Reporter: Diki Mardiansyah | Editor: Handoyo .
KONTAN.CO.ID - JAKARTA. Subsidi energi tahun ini diprediksi akan mengalami peningkatan signifikan. Pemerintah diminta untuk memastikan subsidi energi (BBM dan listrik) tepat sasaran guna menjaga daya beli masyarakat.
Catatan Kontan menunjukkan bahwa Kementerian Keuangan (Kemenkeu) memperkirakan anggaran subsidi energi tahun ini akan melonjak. Hingga akhir Mei 2024, Kemkeu mencatat realisasi subsidi energi mencapai Rp 56,9 triliun.
Anggaran ini terdiri dari subsidi bahan bakar minyak (BBM) sebesar Rp 6,6 triliun, elpiji tabung 3 kilogram (kg) Rp 26,8 triliun, dan listrik sebesar Rp 23,5 triliun.
Volume subsidi BBM tercatat mencapai 5,57 juta kiloliter (kl), turun 1,0% year-on-year (YoY), sementara elpiji 3 kg mencapai 2,7 juta metrik ton, naik 1,9% yoy. Subsidi listrik mencapai 40,4 juta pelanggan, meningkat 3,1% dibanding periode yang sama tahun lalu. Pemerintah juga telah membayarkan tagihan kompensasi kepada Pertamina dan PLN sebesar Rp 53,8 triliun pada kuartal I-2024.
Baca Juga: Tarif Listrik Triwulan III Tidak Berubah, Ini yang Dilakukan PLN
Pada tahun 2024, Pemerintah melalui Kementerian Energi dan Sumber Daya Mineral (ESDM) menetapkan target subsidi energi sebesar Rp 186,9 triliun, yang terdiri dari Rp 113,3 triliun untuk subsidi BBM dan Liquified Petroleum Gas (LPG), serta Rp 73,6 triliun untuk subsidi listrik.
Dengan meningkatnya subsidi energi, pemerintah diharapkan dapat menyalurkan subsidi dengan tepat sasaran agar daya beli masyarakat tetap terjaga.
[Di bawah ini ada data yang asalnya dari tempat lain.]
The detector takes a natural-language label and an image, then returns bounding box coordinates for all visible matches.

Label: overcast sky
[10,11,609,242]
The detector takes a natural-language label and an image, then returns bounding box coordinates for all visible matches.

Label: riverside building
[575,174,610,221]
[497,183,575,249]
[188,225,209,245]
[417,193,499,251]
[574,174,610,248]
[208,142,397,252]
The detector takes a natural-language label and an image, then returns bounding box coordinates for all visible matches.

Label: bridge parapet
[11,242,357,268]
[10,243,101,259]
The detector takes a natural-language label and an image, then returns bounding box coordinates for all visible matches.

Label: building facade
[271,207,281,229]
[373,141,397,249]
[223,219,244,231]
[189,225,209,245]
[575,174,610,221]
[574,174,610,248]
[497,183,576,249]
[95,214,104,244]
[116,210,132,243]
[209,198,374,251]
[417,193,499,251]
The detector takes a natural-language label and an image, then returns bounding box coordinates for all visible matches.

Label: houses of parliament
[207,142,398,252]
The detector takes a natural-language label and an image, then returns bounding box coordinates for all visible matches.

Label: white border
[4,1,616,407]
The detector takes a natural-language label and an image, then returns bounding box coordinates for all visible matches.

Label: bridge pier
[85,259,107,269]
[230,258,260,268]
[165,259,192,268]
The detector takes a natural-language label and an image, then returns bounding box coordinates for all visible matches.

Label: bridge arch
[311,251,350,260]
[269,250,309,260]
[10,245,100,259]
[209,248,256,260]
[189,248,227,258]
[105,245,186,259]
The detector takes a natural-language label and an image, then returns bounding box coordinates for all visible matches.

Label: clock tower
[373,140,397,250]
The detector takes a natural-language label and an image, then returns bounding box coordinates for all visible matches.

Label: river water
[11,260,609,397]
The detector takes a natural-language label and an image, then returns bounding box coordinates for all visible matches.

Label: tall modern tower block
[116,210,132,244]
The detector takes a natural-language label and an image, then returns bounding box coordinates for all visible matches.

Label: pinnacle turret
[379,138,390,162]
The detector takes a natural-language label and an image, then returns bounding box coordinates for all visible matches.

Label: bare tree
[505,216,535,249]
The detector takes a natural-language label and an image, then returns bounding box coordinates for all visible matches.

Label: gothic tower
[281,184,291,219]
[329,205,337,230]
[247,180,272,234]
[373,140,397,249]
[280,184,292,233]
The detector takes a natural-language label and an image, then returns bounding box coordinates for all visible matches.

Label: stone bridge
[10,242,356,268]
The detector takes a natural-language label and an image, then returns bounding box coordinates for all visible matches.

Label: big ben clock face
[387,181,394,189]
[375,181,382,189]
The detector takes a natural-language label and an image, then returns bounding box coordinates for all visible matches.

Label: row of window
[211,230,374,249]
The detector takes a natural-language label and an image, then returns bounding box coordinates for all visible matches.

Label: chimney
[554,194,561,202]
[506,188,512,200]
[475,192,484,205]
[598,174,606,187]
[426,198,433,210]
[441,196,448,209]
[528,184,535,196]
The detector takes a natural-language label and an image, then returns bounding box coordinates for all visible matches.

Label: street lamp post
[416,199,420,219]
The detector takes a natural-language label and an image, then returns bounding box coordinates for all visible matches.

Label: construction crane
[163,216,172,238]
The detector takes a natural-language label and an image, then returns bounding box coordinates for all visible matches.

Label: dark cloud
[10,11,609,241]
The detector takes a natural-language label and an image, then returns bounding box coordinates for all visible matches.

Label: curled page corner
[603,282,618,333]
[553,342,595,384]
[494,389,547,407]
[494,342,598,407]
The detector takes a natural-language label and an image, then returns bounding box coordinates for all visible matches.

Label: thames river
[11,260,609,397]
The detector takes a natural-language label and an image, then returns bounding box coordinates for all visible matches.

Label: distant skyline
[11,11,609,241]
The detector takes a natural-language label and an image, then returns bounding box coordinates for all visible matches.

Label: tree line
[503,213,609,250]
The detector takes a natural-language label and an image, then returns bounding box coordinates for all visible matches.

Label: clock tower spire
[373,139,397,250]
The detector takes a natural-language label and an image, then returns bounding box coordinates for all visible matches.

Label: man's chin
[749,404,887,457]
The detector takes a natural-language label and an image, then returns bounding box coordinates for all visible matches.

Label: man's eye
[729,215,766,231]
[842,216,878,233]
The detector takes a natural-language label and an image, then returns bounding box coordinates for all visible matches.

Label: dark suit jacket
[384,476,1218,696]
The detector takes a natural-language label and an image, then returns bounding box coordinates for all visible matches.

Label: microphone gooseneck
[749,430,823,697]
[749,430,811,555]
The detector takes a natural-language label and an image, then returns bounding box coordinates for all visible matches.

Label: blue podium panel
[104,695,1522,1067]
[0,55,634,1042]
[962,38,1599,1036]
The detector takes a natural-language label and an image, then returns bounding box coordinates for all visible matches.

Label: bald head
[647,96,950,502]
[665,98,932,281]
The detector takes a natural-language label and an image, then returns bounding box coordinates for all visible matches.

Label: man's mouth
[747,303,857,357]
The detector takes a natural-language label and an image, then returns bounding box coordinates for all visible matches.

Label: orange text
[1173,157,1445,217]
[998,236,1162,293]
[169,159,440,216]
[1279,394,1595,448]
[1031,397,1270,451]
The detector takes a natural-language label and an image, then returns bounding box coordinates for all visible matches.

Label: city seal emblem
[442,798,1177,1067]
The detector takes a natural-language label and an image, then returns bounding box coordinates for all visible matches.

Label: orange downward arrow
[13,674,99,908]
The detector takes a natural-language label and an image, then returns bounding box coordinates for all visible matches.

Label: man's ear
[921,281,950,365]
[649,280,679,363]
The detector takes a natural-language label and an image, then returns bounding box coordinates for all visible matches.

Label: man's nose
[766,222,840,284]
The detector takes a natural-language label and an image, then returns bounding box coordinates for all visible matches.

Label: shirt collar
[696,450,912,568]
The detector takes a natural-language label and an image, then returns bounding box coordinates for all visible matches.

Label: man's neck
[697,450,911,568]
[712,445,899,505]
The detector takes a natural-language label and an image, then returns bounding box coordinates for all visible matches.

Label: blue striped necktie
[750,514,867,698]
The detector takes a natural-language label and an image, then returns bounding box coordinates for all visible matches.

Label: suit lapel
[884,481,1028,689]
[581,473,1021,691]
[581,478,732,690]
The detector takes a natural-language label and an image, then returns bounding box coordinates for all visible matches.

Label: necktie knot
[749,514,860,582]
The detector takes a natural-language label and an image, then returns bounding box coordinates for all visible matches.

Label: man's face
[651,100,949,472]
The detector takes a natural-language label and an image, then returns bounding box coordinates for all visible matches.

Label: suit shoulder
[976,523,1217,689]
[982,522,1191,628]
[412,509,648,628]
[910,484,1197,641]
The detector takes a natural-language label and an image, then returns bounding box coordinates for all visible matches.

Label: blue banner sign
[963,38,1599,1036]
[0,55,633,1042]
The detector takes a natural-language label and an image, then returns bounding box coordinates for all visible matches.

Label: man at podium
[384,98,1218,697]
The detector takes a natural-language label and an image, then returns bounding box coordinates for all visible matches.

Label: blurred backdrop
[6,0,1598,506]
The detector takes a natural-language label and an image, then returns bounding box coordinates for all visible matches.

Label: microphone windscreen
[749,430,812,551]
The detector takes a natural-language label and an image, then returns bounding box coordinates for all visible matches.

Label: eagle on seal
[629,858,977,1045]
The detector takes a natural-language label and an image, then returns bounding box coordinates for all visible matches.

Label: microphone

"BBM subsidi adalah kewenangan penuh pemerintah, Pertamina menjalankan penugasan sesuai arahan pemerintah," kata Vice President Corporate Communication PT Pertamina (Persero), Fadjar Djoko Santoso kepada Kontan, Selasa (2/7).
Wakil Ketua Komisi VII DPR RI Eddy Soeparno mengatakan, subsidi energi diperlukan untuk menjaga daya beli masyarakat. Namun, yang perlu diperhatikan adalah subsidi energi yang tepat sasaran agar anggaran benar-benar dirasakan oleh masyarakat kurang mampu, bukan dinikmati oleh mereka yang mampu.
"Selain itu, harus ada penghematan dalam subsidi energi agar tepat sasaran. Jika subsidi dicabut, akan berpengaruh pada daya beli masyarakat," ungkap Eddy kepada Kontan, Selasa (2/7).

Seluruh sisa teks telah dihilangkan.